Angelo nickte bedeutungsschwanger, als hätte ich etwas völlig Neues und Tiefgründiges gesagt. »Ich habe niemals verstanden, warum du dich immer wieder mit deinen Frauen überworfen hast. Ich dachte immer, du hättest einfach nur Pech gehabt. Aber du hast recht: Du bist ein verdammter Egoist. Du bist nur an deiner Arbeit interessiert.«
»Richtig.«
»Was willst du also dagegen tun? Eine neue Karriere anstreben?«
»Nein. Allein leben.«
Er schnitt eine Grimasse. »Aber das ist viel schlimmer. Das macht dich zu einem noch größeren Egoisten.«
Ich lachte. »Wirklich? Willst du mir erklären, wieso?«
»Weil du dich dann nicht einmal mehr bemühst!«
»Und wenn meine Bemühungen nur auf Kosten anderer gehen? Vielleicht habe ich keine Lust mehr, anderen weh zu tun. Vielleicht habe ich beschlossen, es nicht mehr zu tun.«
Diese simple Idee schien ihn zu verblüffen. Er hatte erst spät damit begonnen, Ds zu nehmen; vielleicht benebelten sie sein Gehirn mehr als bei jemandem, der bereits in jungen Jahren eine gewisse Resistenz gegen die Droge erworben hatte.

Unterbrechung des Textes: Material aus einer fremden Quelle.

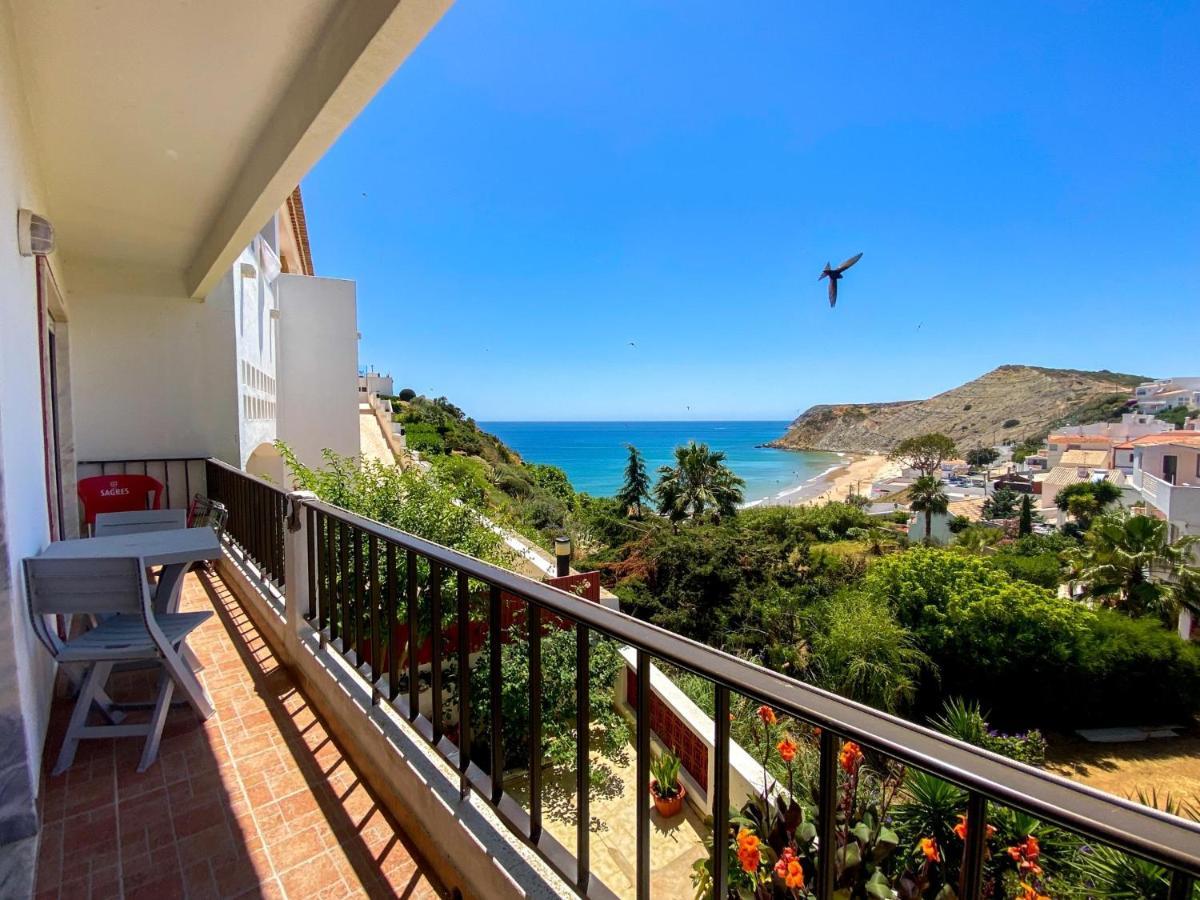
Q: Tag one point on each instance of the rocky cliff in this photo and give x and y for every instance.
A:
(1007, 405)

»Ich habe wirklich geglaubt, ich könnte jemanden glücklich machen«, sagte ich. »Und auch mich selbst. Aber nach sechs Versuchen habe ich wohl bewiesen, daß ich es nicht kann. Also lege ich jetzt den hippokratischen Eid ab: Ich werde von ihnen Schädigung und Unrecht abhalten. Was soll daran verkehrt sein?«
Angelo warf mir einen zweifelnden Blick zu. »Ich kann mir einfach nicht vorstellen, daß du wie ein Mönch lebst.«
»Du solltest dich entscheiden – zuerst bin ich zu egoistisch, jetzt bin ich zu fromm. Und ich hoffe, du fichst nicht mein masturbatorisches Geschick an.«
»Das nicht, aber es gibt da ein kleines Problem mit sexuellen Phantasien: Sie verstärken das Verlangen mich dem realen Objekt der Begierde.«
Ich zuckte die Achseln. »Ich könnte mich immer noch zu einem neuralen Asexuellen machen lassen.«
»Sehr witzig.«
»Nun, diese letzte Zuflucht steht mir jederzeit offen.« Ich hatte es allmählich satt, dieses dumme Ritual über mich ergehen zu lassen, aber wenn ich ihn zu früh hinauswarf, bestand die Gefahr, daß Gina nicht ausreichend mit seinem Katharsis-Bericht zufrieden war. Die Einzelheiten spielten keine Rolle, denn sie würde ihm gestatten, sie für sich zu behalten, aber er mußte in der Lage sein, mit ehrlicher Miene zu behaupten, daß wir bis in die Morgenstunden unsere Seelen entblößt hatten.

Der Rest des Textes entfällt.